Christmas and the Evergreens
I remember the first Christmas wreath I had made for my door.
Evergreen boughs of spruce or pine, laced around a wire frame, woven together with ivy vines and branches of holly with its bright red berries. It is the one tradition I have kept most years, even though I insist on using living materials. I might have to nail it to the door to keep it from growing legs, but it’s worth it every time.
My own personal beliefs bring the traditions of many belief systems into my life. I love the old pagan rituals, Wiccan beliefs, and the teachings of kindness and care from all the major religions of the world. The evergreen plants are a symbol of hope and renewal from ancient times, which have been wound into Christian traditions. The Holly and the Ivy is a hauntingly beautiful carol, melding the two winter green plants into the celebration of the birth of Christ.

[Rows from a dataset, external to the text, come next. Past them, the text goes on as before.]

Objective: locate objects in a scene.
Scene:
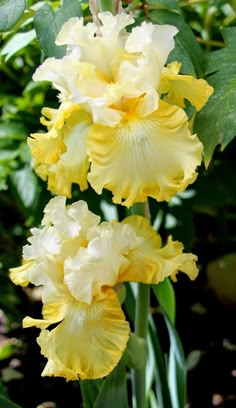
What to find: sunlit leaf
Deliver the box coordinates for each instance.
[1,30,36,61]
[0,0,26,31]
[152,278,176,324]
[194,27,236,166]
[11,167,38,208]
[34,0,81,58]
[93,359,129,408]
[150,10,203,77]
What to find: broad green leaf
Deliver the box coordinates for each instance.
[34,3,65,58]
[11,167,38,209]
[1,30,36,61]
[150,10,203,77]
[34,0,81,58]
[152,278,176,324]
[147,317,172,408]
[0,397,21,408]
[94,359,129,408]
[194,27,236,166]
[0,0,26,31]
[79,380,104,408]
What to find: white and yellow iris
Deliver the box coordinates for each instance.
[10,196,197,380]
[29,12,212,207]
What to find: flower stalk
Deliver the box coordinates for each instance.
[131,202,150,408]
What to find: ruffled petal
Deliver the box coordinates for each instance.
[28,103,92,197]
[125,22,178,89]
[159,62,213,111]
[87,101,203,207]
[64,223,136,304]
[57,12,134,80]
[9,261,34,286]
[119,222,198,284]
[41,196,100,241]
[122,215,162,249]
[36,289,130,380]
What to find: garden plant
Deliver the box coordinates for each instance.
[0,0,236,408]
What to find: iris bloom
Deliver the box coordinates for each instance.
[10,196,197,380]
[29,12,212,207]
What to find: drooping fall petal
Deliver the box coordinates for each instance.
[25,289,130,380]
[87,101,203,207]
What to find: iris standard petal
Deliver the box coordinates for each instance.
[119,216,198,284]
[28,103,91,197]
[87,101,203,207]
[159,62,213,111]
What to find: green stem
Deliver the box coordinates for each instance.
[131,203,150,408]
[98,0,115,14]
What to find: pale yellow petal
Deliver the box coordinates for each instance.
[41,196,100,241]
[64,222,136,304]
[38,289,129,380]
[125,22,178,89]
[28,102,92,197]
[87,101,203,207]
[9,261,34,286]
[119,231,198,284]
[122,215,162,249]
[159,62,213,111]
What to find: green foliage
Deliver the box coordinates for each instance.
[34,0,81,58]
[0,0,236,408]
[150,10,203,77]
[194,27,236,166]
[0,0,25,31]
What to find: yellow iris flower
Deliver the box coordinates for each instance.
[10,196,197,380]
[29,12,213,207]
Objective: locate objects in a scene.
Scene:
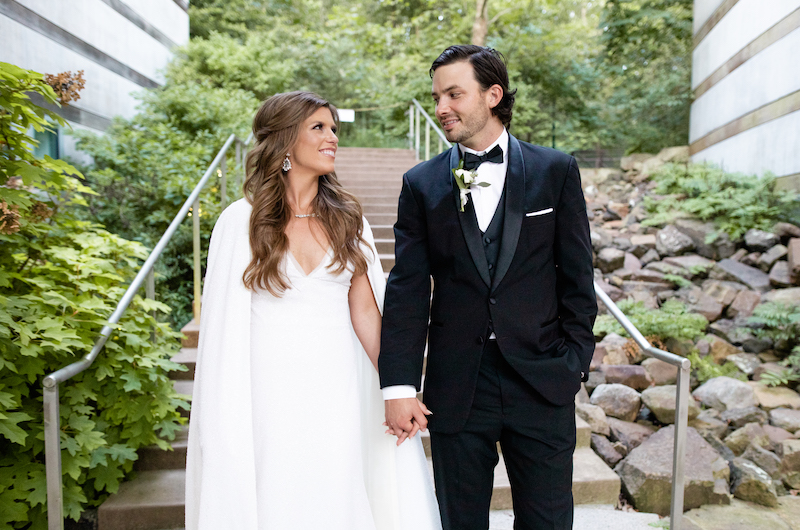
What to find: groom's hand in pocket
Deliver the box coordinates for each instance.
[385,398,432,446]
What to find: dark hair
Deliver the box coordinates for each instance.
[430,44,517,128]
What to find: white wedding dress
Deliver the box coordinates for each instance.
[186,201,441,530]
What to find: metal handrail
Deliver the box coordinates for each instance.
[594,282,692,530]
[42,134,253,530]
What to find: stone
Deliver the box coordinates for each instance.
[730,457,778,507]
[689,409,728,438]
[725,353,761,375]
[597,247,625,273]
[600,364,654,392]
[758,245,789,271]
[656,225,695,256]
[711,259,770,293]
[725,423,771,456]
[608,418,656,454]
[591,383,642,421]
[675,219,736,260]
[744,228,781,252]
[742,444,781,478]
[642,385,700,424]
[720,407,768,429]
[641,357,678,385]
[575,403,611,436]
[769,261,794,289]
[591,433,623,467]
[769,408,800,432]
[615,425,730,515]
[725,289,761,318]
[692,376,758,412]
[749,382,800,410]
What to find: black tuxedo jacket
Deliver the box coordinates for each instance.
[378,136,597,432]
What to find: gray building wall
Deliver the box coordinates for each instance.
[689,0,800,189]
[0,0,189,158]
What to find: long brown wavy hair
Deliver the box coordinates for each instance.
[243,92,367,296]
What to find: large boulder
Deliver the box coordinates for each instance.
[730,457,778,507]
[642,385,700,424]
[692,376,758,412]
[615,425,730,515]
[590,383,642,421]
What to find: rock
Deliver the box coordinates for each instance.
[600,364,654,392]
[726,289,761,318]
[730,458,778,507]
[608,418,656,452]
[642,385,700,424]
[742,444,781,478]
[769,261,794,289]
[711,259,770,293]
[744,228,781,252]
[769,408,800,432]
[615,425,730,515]
[749,382,800,410]
[689,409,728,438]
[758,244,789,271]
[592,433,623,467]
[641,357,678,385]
[692,376,758,412]
[597,247,625,273]
[591,384,642,421]
[725,353,761,375]
[725,423,771,456]
[720,407,768,429]
[656,225,695,256]
[675,219,736,260]
[575,403,611,436]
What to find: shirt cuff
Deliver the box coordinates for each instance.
[381,385,417,401]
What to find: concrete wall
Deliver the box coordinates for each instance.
[0,0,189,157]
[689,0,800,186]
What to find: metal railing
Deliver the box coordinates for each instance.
[42,134,252,530]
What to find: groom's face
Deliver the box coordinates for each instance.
[431,61,496,150]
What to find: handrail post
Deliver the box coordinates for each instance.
[43,380,64,530]
[192,196,201,324]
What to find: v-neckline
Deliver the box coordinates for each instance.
[287,247,331,278]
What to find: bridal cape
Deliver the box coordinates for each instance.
[186,199,441,530]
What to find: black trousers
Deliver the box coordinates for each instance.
[431,340,575,530]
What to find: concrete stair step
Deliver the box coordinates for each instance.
[97,469,186,530]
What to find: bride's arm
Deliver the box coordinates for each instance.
[349,274,381,370]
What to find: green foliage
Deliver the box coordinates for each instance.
[594,300,708,340]
[642,164,800,240]
[0,63,188,530]
[686,351,747,384]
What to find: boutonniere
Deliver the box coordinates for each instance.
[452,159,491,212]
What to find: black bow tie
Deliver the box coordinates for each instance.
[464,144,503,170]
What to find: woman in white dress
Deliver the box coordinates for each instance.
[186,92,441,530]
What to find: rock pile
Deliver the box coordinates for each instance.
[576,148,800,515]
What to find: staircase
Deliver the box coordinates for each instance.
[92,148,620,530]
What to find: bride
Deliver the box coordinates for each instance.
[186,92,441,530]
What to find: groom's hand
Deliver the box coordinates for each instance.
[385,398,431,446]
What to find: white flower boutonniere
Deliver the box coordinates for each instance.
[453,160,491,212]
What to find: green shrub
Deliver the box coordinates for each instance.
[642,164,800,239]
[594,300,708,340]
[0,63,188,530]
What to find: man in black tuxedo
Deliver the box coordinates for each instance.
[378,46,597,530]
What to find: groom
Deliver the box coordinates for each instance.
[378,46,597,530]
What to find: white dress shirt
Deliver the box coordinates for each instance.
[382,128,508,400]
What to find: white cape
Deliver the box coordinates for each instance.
[186,199,441,530]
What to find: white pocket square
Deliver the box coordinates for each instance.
[525,208,553,217]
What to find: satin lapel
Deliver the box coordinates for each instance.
[492,135,525,291]
[450,145,492,287]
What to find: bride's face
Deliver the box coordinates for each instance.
[289,107,339,176]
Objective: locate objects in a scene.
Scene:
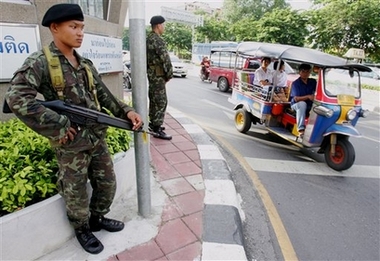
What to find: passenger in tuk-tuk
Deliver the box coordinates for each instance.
[253,57,273,86]
[290,63,317,135]
[273,61,287,93]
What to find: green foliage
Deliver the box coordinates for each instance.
[0,119,132,216]
[309,0,380,61]
[223,0,289,23]
[0,119,58,212]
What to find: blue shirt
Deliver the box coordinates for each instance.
[290,77,317,109]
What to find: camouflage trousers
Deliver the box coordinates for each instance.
[149,77,168,126]
[56,139,116,229]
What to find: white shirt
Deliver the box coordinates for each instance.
[253,67,273,85]
[273,71,287,87]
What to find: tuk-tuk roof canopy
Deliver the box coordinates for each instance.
[236,42,371,71]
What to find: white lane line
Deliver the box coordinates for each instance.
[245,157,380,178]
[201,99,233,111]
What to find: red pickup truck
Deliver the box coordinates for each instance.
[210,48,298,92]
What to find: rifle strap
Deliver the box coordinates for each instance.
[43,46,65,101]
[43,46,101,111]
[89,68,128,114]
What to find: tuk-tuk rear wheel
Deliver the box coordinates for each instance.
[235,108,252,133]
[325,139,355,171]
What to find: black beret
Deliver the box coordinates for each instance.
[298,63,311,71]
[150,15,165,25]
[42,4,84,27]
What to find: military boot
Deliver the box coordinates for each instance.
[90,214,124,232]
[153,126,172,140]
[75,224,104,254]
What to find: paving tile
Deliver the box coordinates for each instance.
[161,198,183,222]
[164,151,191,164]
[168,120,183,129]
[174,141,197,151]
[173,161,202,177]
[182,211,203,240]
[176,128,188,135]
[167,241,202,261]
[117,239,164,261]
[156,219,197,256]
[185,174,205,191]
[171,135,189,144]
[173,191,204,215]
[161,177,195,196]
[183,149,200,161]
[150,146,181,181]
[193,159,202,168]
[182,134,193,141]
[155,142,180,154]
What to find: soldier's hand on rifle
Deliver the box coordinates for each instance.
[59,127,77,144]
[127,111,143,130]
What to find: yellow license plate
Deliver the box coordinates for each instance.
[338,94,355,105]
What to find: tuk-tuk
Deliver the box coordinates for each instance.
[229,42,371,171]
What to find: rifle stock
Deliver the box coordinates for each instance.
[38,100,133,131]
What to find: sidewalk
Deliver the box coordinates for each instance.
[107,106,246,261]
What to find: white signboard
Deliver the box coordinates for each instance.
[0,23,41,82]
[161,6,203,26]
[77,33,123,73]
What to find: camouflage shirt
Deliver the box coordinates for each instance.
[146,31,173,81]
[5,42,133,149]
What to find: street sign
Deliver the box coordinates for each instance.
[161,6,203,26]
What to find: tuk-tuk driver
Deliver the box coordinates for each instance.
[253,57,273,86]
[290,63,317,135]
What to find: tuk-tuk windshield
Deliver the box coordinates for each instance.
[324,68,360,98]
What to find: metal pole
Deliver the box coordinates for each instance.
[128,0,151,215]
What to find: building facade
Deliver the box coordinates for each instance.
[0,0,128,121]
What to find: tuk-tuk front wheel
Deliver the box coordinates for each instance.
[325,139,355,171]
[235,108,252,133]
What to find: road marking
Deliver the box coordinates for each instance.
[203,125,298,261]
[201,99,232,111]
[245,157,380,178]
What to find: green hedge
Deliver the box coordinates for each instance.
[0,119,132,216]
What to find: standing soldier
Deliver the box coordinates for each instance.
[5,4,142,254]
[146,15,173,140]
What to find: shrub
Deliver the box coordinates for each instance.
[0,119,132,216]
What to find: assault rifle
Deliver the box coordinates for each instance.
[3,100,153,134]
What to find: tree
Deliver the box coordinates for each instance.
[254,8,308,46]
[231,8,308,46]
[195,17,235,42]
[223,0,289,23]
[308,0,380,62]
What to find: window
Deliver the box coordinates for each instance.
[71,0,105,20]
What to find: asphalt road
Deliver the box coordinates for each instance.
[167,73,380,260]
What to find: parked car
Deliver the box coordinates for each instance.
[170,54,188,78]
[360,67,380,86]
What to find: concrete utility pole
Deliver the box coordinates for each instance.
[128,0,151,218]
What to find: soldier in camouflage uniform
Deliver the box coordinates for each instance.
[6,4,142,254]
[146,15,173,140]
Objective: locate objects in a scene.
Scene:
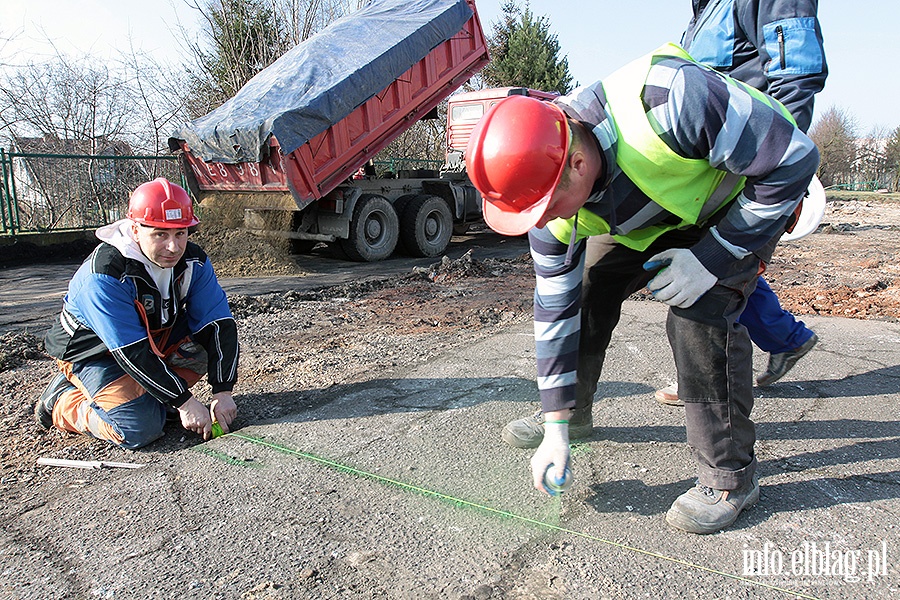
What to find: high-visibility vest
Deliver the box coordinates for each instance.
[547,43,794,250]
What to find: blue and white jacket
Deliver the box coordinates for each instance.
[44,219,238,407]
[681,0,828,132]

Mistletoe is hung in the doors all over the house, but the biggest sprigs hang between the kitchen and the dining room. More in the entrance ways to my home, inviting a kiss from a lover. The plant is magical, it hangs in the canopy of the oak tree, seemingly growing with no roots, drawing support from the mighty branches and the very air we breathe. Today the belief that it cures a myriad of illnesses, is proven. The plant has awesome anti tumor properties.
It’s Christmas Day today, and the memories of dozens of preceding holidays crowd my mind as I prepare to bring a joyful new one into the fold. My own personal season of miracles is complete as I prepare to bring my best friend and room mate home. Healthy, but with a lengthy road to complete recovery, he is alive because of the strides medicine has made over the years. Thanks to God or if you prefer the Goddess for your blessings this year.
In an hour or two, I’ll pull the door closed as I leave to make the journey to the hospital, and the wreath hangs there, declaring my hopes and dreams. The holly, ivy, mistletoe, and spruce boughs declare love will survive evergreen.